Department of Zoology, University of Cambridge, Cambridge CB2 3EJ, UK.
Proc Biol Sci. 2011 Apr 22;278(1709):1183-8. doi: 10.1098/rspb.2010.1920. Epub 2010 Oct 6.
Technological developments allow increasing numbers of markers to be deployed in case-control studies searching for genetic factors that influence disease susceptibility. However, with vast numbers of markers, true 'hits' may become lost in a sea of false positives. This problem may be particularly acute for infectious diseases, where the control group may contain unexposed individuals with susceptible genotypes. To explore this effect, we used a series of stochastic simulations to model a scenario based loosely on bovine tuberculosis. We find that a candidate gene approach tends to have greater statistical power than studies that use large numbers of single nucleotide polymorphisms (SNPs) in genome-wide association tests, almost regardless of the number of SNPs deployed. Both approaches struggle to detect genetic effects when these are either weak or if an appreciable proportion of individuals are unexposed to the disease when modest sample sizes (250 each of cases and controls) are used, but these issues are largely mitigated if sample sizes can be increased to 2000 or more of each class. We conclude that the power of any genotype-phenotype association test will be improved if the sampling strategy takes account of exposure heterogeneity, though this is not necessarily easy to do.

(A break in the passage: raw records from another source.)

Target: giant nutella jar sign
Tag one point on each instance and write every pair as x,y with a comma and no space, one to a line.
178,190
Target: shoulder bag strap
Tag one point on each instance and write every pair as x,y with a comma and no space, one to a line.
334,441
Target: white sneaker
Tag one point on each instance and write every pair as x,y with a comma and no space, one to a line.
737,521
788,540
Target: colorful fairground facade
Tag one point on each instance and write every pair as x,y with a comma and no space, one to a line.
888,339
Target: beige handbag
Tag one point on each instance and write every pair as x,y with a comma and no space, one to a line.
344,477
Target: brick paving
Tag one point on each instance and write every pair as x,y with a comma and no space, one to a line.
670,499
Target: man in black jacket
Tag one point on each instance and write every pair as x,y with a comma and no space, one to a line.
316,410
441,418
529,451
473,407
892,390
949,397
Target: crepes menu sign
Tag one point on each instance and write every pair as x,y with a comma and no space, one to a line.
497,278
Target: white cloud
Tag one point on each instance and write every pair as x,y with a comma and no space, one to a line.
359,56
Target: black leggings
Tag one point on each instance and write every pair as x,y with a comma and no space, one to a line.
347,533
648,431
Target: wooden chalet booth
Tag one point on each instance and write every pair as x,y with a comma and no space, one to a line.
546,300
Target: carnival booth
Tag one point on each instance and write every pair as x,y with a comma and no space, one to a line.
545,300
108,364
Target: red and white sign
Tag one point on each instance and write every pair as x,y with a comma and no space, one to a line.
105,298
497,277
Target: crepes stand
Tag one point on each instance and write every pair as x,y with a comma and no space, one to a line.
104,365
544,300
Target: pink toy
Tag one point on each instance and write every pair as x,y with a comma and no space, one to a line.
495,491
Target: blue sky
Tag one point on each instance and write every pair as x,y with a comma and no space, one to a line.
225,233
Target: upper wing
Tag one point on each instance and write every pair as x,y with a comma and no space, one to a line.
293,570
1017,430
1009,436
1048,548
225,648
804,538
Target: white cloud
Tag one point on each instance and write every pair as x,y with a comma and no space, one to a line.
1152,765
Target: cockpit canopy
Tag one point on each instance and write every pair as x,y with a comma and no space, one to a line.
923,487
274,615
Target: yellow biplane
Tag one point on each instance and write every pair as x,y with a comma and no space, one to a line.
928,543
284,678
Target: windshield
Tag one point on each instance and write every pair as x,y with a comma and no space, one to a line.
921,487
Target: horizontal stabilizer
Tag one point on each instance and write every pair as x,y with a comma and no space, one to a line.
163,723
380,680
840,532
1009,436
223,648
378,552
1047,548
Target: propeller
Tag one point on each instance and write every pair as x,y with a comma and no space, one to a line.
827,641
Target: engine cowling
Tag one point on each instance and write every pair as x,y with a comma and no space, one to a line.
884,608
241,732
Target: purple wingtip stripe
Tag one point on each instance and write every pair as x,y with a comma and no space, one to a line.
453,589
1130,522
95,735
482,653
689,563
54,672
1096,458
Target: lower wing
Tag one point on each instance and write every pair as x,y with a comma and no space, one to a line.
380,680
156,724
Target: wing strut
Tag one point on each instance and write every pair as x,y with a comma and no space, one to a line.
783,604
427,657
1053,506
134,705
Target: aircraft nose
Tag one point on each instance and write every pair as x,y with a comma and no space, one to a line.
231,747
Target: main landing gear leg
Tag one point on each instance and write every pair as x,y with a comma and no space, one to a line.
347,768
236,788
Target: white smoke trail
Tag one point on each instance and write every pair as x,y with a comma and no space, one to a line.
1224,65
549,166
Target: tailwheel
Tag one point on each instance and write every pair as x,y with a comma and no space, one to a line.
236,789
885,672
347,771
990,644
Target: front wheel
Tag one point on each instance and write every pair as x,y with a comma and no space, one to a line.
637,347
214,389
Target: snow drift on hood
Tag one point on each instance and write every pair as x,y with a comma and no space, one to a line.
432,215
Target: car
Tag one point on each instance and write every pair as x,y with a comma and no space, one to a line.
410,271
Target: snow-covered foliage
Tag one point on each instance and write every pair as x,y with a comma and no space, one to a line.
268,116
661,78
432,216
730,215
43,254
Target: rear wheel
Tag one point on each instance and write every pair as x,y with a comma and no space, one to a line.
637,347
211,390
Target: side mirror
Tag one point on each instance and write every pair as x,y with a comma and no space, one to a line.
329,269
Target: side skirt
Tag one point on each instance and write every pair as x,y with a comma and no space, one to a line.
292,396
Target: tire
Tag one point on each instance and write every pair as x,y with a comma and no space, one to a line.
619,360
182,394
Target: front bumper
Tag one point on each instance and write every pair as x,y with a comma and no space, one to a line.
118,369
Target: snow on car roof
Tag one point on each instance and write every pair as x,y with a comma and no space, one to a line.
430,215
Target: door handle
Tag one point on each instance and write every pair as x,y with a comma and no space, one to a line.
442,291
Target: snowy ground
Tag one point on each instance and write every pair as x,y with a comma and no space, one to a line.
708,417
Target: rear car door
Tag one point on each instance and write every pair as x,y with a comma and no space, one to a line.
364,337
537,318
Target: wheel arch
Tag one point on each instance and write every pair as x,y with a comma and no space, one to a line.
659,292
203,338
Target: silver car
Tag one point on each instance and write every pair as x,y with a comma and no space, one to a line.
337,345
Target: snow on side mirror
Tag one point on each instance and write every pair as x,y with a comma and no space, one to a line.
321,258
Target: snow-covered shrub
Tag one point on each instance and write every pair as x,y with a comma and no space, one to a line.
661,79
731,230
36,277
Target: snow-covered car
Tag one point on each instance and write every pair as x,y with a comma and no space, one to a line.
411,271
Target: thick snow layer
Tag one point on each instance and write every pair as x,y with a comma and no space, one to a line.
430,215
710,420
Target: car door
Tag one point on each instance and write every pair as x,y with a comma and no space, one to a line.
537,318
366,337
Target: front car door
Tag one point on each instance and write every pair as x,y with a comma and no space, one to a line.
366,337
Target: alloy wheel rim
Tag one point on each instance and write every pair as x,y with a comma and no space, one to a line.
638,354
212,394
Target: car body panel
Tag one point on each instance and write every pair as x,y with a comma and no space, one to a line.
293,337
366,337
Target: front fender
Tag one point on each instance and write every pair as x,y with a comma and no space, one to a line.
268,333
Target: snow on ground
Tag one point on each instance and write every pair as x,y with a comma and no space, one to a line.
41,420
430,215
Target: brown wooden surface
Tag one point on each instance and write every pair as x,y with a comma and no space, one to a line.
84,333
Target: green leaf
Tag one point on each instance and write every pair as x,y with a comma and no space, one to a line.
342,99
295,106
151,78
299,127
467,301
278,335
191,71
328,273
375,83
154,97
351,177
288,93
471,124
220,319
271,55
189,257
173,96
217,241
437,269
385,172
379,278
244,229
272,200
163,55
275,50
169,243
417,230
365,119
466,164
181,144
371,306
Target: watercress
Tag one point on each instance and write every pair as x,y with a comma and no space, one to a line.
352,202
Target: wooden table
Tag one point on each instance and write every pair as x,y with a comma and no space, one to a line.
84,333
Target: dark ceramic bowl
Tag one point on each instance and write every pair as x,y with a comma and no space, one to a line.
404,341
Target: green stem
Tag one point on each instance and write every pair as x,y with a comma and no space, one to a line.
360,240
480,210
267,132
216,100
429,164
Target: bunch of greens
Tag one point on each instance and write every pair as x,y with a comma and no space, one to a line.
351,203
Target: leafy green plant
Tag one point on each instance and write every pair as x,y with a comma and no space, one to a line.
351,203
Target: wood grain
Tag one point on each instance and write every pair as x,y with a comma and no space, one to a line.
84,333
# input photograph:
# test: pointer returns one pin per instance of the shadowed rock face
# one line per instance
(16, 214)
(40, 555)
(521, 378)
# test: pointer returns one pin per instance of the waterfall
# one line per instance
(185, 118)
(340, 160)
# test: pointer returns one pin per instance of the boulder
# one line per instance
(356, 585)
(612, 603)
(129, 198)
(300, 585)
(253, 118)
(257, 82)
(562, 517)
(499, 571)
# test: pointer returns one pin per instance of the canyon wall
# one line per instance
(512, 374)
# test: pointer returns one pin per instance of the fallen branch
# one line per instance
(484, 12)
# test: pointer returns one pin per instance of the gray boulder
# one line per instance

技术的发展使得在病例对照研究中可以部署越来越多的标记物,以寻找影响疾病易感性的遗传因素。然而,随着标记物数量的增加,真正的“命中”可能会淹没在大量的假阳性中。对于传染病来说,这个问题可能尤其严重,因为对照组可能包含易感基因型的未暴露个体。为了探索这种影响,我们使用一系列随机模拟来模拟一个基于牛结核病的场景。我们发现,候选基因方法通常比使用全基因组关联测试中大量单核苷酸多态性(SNP)的研究具有更大的统计效力,几乎与部署的 SNP 数量无关。这两种方法在遗传效应较弱或在使用适度样本量(每组 250 例病例和对照)时,相当一部分个体未接触疾病时,都难以检测到遗传效应,但如果可以将每个类别增加到 2000 个或更多,则可以大大减轻这些问题。我们得出结论,如果采样策略考虑到暴露异质性,任何基因型-表型关联测试的效力都将得到提高,尽管这并不一定容易做到。